As a further punishment, the house was ransacked and the money box of the poor Salesian Fathers stolen.
- Rescue operations of the Social Sisters (Sociális Testvérek)
Under the leadership of Sister Margit Schlachta, the Society of Social Sisters took the lion's share of all rescue operations.
Their sense of justice and respect for human dignity placed them in the forefront of fighters against brutality, injustice and murder.
Few people know that Sister Schlachta travelled to Rome and personally presented to the Pope a secret report she had compiled on Jewish persecution in Slovakia.
As a result of her efforts the Slovak bishops took an energetic stand against the Nazis and put an end to deportations from Slovakia.
While in Rome she also had discussions with Cardinal Spellman.
Margit Schlachta also sent a circular letter to 500 Hungarian members of parliament, blaming them for the unlawful appropriation of Jewish property.

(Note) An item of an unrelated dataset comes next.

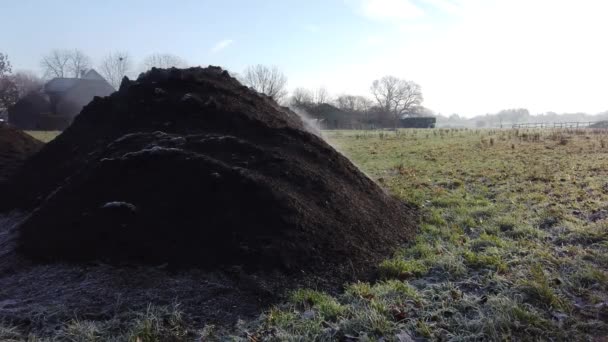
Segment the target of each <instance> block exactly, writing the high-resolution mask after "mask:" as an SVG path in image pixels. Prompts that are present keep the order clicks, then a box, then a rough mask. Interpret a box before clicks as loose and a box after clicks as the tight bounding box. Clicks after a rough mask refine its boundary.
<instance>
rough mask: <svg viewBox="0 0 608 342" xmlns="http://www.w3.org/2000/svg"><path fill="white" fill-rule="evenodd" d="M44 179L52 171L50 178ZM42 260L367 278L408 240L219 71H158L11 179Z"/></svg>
mask: <svg viewBox="0 0 608 342" xmlns="http://www.w3.org/2000/svg"><path fill="white" fill-rule="evenodd" d="M40 170H45V172H40ZM11 186H12V190H13V192H14V194H15V196H19V197H18V199H17V201H16V202H15V203H16V204H15V205H14V206H18V207H21V208H34V207H36V208H37V209H36V210H35V211H33V212H32V214H31V215H30V216H29V217H28V218H27V219H26V220H25V221H24V222H23V223H22V224H21V225H20V227H19V230H20V235H19V240H18V246H19V247H18V248H19V250H20V251H21V252H22V253H23V254H24V255H26V256H28V257H30V258H33V259H40V260H47V261H48V260H71V261H86V260H103V261H110V262H125V261H126V262H131V261H134V262H138V263H151V264H157V263H163V262H168V263H169V264H171V265H175V266H178V267H181V266H188V267H189V266H196V267H202V268H206V269H221V268H222V267H225V266H234V265H238V266H242V267H244V269H246V270H247V271H248V272H257V271H270V270H280V271H281V272H283V273H285V274H289V273H292V272H301V271H306V272H316V273H317V274H327V275H329V274H331V275H332V277H334V278H335V281H336V282H337V283H341V281H343V280H346V279H347V278H349V277H352V274H353V271H355V272H356V273H359V274H365V273H367V272H369V271H371V270H372V269H373V267H374V266H375V265H376V264H377V263H378V262H379V261H380V260H382V259H383V258H386V257H387V256H388V255H389V253H390V251H391V250H392V249H394V247H396V246H397V245H398V244H400V243H402V242H404V241H406V240H408V239H410V238H411V237H412V234H413V230H414V229H413V227H414V224H415V216H416V214H415V210H414V209H413V208H412V207H410V206H408V205H406V204H404V203H402V202H400V201H398V200H396V199H393V198H391V197H390V196H389V195H387V194H386V193H385V192H384V191H383V190H382V189H380V188H379V187H378V186H377V185H376V184H375V183H374V182H372V181H371V180H370V179H369V178H367V177H366V176H365V175H364V174H363V173H362V172H360V171H359V170H358V169H357V168H356V167H355V166H354V165H353V164H352V163H351V162H350V161H349V160H347V159H346V158H345V157H344V156H342V155H341V154H340V153H338V152H337V151H335V150H334V149H333V148H332V147H331V146H329V145H328V144H327V143H325V142H324V141H323V140H322V139H321V138H319V137H318V136H316V135H315V134H313V133H311V132H310V131H309V129H308V128H307V127H306V126H305V124H304V123H303V121H302V120H301V119H300V118H299V117H298V116H297V115H296V114H295V113H293V112H291V111H290V110H288V109H286V108H283V107H280V106H279V105H277V104H276V103H275V102H274V101H273V100H271V99H270V98H268V97H266V96H264V95H261V94H258V93H256V92H255V91H253V90H251V89H249V88H247V87H244V86H242V85H241V84H240V83H239V82H238V81H237V80H236V79H234V78H232V77H230V75H229V74H228V73H227V72H225V71H223V70H222V69H221V68H217V67H209V68H205V69H202V68H191V69H183V70H180V69H166V70H164V69H152V70H151V71H149V72H147V73H145V74H142V75H141V76H140V77H139V78H138V79H137V80H135V81H129V80H127V79H125V80H123V83H122V85H121V87H120V90H119V91H118V92H116V93H114V94H112V95H111V96H109V97H106V98H96V99H95V100H94V101H93V102H91V103H90V104H89V105H88V106H86V107H85V108H84V109H83V111H82V112H81V114H80V115H79V116H78V117H77V118H76V120H75V121H74V123H73V124H72V125H71V126H70V127H69V128H68V129H67V130H66V131H65V132H64V133H63V134H61V135H60V136H59V137H57V138H56V139H55V140H54V141H52V142H50V143H49V144H47V145H46V146H45V147H44V148H43V149H42V150H41V151H40V153H38V154H37V155H35V156H34V157H33V158H31V159H30V160H29V161H28V162H27V163H26V164H25V165H24V166H23V168H22V170H21V172H20V173H19V174H18V175H17V176H16V177H14V178H13V179H12V181H11Z"/></svg>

The Sisters organized courses to explain and condemn Hitlerite doctrines and to teach Christian charity.
The Social Sisters' periodical Word of the Spirit bravely sided with the persecuted.
Sister Schlachta's New Year letter enraged extreme right wing politicians.
Hundreds of letters of safe conduct were obtained by the Sisters from the International Red Cross, the Swedish Embassy and the Papal Nuncio.
The latter's residence provided a 24¬ hour emergency service.
In 160 groups with eighty teachers, spread all over the country, they provided religious instruction to over 10,000 Jews who, protected by the Holy Cross Society, wanted to become Christians.
Four Sisters were murdered by the Nazis and are considered as martyrs.
One of them, Sister Salkházi said one year before her death: "If anyone among the Sisters has to die during these hard times, let it be me." God accepted her sacrifice.
The Sisters also did a wonderful job in ghettos and sheltered (yellow-star) houses, helping many Jews to escape.
Roughly a thousand Jews were rescued in the following houses of the Society of Social Sisters: The Mother House in Budapest, Thököly ut: 140 persons; Remeteváros: 120; Ajtosi Dürer Sor 100; at Pécs: 20; Jankovich holiday camp: 20; Zamárdi: 15; Kolozsvár: 10; Nagyvárad 20; Szegvar: 10; Ulászlo utca: 16.
The others were in the houses at Bokréta utca, Pest, Szombathely, Székesfehérvár, Gyöngyös and Zugliget.